The Political Ploys of the Royalty
Sweden is known for its sense of equality and its democratic principles. But its official name is still the Kingdom of Sweden, and its head-of-state is a man who just happens to be related to a French military officer, Jean Baptiste Bernadotte, who was brought in to fill the role of Swedish king starting in 1818. And the current king, Carl XVI Gustaf, wasn’t elected to his post—he was simply born to it.

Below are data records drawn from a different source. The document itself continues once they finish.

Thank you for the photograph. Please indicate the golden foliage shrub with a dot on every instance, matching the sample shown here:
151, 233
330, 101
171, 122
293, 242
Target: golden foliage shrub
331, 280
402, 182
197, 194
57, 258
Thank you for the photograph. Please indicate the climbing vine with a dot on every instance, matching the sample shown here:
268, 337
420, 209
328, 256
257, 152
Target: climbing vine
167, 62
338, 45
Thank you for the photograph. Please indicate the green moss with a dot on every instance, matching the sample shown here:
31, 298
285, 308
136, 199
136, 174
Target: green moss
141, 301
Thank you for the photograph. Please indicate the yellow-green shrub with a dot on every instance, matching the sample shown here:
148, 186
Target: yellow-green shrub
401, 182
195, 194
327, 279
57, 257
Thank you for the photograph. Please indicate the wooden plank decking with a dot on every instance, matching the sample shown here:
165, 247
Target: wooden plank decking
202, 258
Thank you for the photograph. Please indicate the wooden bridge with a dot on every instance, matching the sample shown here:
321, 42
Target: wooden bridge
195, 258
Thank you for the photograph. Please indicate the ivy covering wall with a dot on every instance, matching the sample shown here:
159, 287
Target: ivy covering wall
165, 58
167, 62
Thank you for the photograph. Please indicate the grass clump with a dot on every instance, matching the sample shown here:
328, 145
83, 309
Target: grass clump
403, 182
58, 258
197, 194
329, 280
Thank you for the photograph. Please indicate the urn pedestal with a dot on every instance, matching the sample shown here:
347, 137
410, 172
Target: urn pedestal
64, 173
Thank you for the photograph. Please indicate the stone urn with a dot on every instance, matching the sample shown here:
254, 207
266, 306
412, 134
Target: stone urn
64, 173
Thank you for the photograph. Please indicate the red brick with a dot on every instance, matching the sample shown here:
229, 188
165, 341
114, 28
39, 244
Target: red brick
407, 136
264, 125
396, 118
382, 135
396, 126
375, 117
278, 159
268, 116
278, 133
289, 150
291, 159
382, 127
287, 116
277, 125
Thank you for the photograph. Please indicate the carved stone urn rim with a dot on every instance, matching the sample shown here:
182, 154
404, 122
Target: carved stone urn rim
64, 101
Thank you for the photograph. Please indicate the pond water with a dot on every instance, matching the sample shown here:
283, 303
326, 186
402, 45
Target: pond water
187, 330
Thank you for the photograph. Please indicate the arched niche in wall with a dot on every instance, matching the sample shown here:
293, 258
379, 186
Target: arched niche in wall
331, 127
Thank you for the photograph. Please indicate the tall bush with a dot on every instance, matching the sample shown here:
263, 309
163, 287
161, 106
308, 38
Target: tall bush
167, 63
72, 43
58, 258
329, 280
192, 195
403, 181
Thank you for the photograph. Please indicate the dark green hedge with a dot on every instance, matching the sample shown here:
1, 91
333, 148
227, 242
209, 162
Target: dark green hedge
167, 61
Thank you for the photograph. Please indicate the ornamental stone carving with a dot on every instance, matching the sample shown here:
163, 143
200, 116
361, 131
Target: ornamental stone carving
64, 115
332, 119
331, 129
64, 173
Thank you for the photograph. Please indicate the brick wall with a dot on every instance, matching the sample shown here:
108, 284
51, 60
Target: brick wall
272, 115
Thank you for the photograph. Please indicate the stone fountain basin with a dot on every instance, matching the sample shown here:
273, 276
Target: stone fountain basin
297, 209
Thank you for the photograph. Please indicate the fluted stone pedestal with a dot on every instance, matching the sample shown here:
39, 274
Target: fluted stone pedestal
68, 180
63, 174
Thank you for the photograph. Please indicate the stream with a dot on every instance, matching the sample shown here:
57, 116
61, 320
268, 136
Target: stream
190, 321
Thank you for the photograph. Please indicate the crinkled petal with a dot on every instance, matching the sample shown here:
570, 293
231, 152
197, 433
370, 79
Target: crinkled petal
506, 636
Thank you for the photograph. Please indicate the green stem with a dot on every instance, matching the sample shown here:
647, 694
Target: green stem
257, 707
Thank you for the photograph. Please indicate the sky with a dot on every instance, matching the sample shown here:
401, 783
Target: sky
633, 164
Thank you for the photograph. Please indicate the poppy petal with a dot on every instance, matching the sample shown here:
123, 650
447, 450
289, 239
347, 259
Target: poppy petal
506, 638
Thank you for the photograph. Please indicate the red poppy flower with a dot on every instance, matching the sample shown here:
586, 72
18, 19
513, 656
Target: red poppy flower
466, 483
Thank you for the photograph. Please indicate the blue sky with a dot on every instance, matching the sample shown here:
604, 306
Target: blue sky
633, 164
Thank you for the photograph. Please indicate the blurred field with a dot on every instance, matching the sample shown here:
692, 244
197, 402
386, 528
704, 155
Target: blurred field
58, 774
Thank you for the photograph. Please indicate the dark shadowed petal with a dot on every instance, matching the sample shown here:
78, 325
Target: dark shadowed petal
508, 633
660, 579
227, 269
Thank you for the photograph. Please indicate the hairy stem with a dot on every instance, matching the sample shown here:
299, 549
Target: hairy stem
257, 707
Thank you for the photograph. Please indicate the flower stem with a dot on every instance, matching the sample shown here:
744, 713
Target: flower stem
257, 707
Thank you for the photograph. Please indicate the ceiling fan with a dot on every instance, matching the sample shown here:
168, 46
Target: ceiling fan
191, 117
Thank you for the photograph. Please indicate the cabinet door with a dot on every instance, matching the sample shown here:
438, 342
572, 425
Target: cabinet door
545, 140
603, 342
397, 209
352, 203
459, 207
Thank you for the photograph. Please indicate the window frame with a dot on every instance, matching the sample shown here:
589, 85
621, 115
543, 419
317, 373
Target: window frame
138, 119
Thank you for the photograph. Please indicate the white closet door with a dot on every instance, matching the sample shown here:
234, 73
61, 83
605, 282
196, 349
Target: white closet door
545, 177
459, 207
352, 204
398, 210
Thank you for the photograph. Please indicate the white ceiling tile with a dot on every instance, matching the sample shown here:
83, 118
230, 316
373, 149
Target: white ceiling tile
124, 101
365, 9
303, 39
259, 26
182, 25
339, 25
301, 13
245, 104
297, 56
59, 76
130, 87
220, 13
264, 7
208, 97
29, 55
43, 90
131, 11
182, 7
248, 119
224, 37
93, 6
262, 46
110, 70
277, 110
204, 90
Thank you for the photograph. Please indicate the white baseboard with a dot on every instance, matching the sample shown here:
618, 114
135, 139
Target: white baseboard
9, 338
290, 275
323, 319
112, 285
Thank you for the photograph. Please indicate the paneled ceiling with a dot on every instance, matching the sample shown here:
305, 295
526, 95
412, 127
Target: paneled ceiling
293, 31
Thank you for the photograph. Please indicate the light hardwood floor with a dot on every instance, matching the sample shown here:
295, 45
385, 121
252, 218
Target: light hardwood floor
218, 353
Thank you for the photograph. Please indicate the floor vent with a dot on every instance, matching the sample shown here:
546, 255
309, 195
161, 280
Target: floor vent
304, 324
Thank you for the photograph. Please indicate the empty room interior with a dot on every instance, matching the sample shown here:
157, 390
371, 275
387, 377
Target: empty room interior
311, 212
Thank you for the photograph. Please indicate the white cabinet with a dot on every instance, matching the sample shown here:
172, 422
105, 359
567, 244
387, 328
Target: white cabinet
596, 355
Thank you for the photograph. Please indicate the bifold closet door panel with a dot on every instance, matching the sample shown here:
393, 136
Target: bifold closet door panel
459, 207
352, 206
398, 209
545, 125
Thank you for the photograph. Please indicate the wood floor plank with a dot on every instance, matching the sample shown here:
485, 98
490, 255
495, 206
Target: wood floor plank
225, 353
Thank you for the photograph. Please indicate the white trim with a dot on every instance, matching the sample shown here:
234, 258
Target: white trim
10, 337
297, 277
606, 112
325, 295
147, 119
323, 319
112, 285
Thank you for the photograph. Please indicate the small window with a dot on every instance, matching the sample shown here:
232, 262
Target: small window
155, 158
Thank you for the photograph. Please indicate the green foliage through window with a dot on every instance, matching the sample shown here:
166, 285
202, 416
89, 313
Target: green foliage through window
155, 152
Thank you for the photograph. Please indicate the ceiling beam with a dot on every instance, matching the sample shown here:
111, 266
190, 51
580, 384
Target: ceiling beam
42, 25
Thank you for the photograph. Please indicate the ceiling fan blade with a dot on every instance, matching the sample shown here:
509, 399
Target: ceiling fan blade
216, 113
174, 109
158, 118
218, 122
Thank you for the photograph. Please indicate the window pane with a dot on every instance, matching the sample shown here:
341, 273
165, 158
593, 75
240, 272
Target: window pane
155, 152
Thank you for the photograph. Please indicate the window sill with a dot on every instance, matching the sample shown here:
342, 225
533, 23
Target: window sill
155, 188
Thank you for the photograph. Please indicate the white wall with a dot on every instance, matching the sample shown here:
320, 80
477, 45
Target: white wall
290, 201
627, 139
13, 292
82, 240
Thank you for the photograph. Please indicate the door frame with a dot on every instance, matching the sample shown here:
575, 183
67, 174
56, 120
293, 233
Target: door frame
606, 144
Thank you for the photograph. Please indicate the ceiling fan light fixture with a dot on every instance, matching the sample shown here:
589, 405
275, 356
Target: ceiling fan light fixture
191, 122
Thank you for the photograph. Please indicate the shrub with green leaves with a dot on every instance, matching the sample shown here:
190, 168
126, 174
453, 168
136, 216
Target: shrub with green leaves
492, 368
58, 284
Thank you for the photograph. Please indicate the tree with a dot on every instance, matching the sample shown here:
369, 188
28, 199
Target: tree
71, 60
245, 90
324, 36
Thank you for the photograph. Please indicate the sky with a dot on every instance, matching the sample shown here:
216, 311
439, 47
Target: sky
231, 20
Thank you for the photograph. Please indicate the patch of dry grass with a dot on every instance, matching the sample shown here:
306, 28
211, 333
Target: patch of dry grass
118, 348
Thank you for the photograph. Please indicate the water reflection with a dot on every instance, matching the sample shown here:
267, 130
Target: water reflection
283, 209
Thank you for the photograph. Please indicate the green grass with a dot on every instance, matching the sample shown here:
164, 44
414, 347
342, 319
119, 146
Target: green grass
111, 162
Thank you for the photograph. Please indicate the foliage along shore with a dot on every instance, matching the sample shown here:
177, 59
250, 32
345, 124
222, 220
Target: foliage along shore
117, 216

The seeming disconnect between a democracy and an institution determined by heritage has not gone unnoticed in the run-up to Crown Princess Victoria’s wedding, not least because of her future husband’s commoner roots. Does such a thing as “royal blood” have a place in a democratic society? And if it does, can mixing the blood of a small-town son of civil servants water down the royal line? And how much does it all matter if the Swedish line’s “royal blood” actually originated in a decidedly non-royal French military officer?
They are all valid questions, many of which have been making their way into the public debate in light of the wedding. The Swedish Republican Association has seen a jump in their membership numbers, and polls suggest that a greater proportion of the Swedish population would like to see the monarchy disappear compared to six years ago. But still, the latest poll doesn’t put that number any higher than 28 percent. That means that more than two in three Swedes want the monarchy to stick around.
But let’s take a step back. Where does this hereditary monarchy come from? In a country like Sweden, where farmers won a right to sit in parliament as early as the 15th century, it’s no matter of course.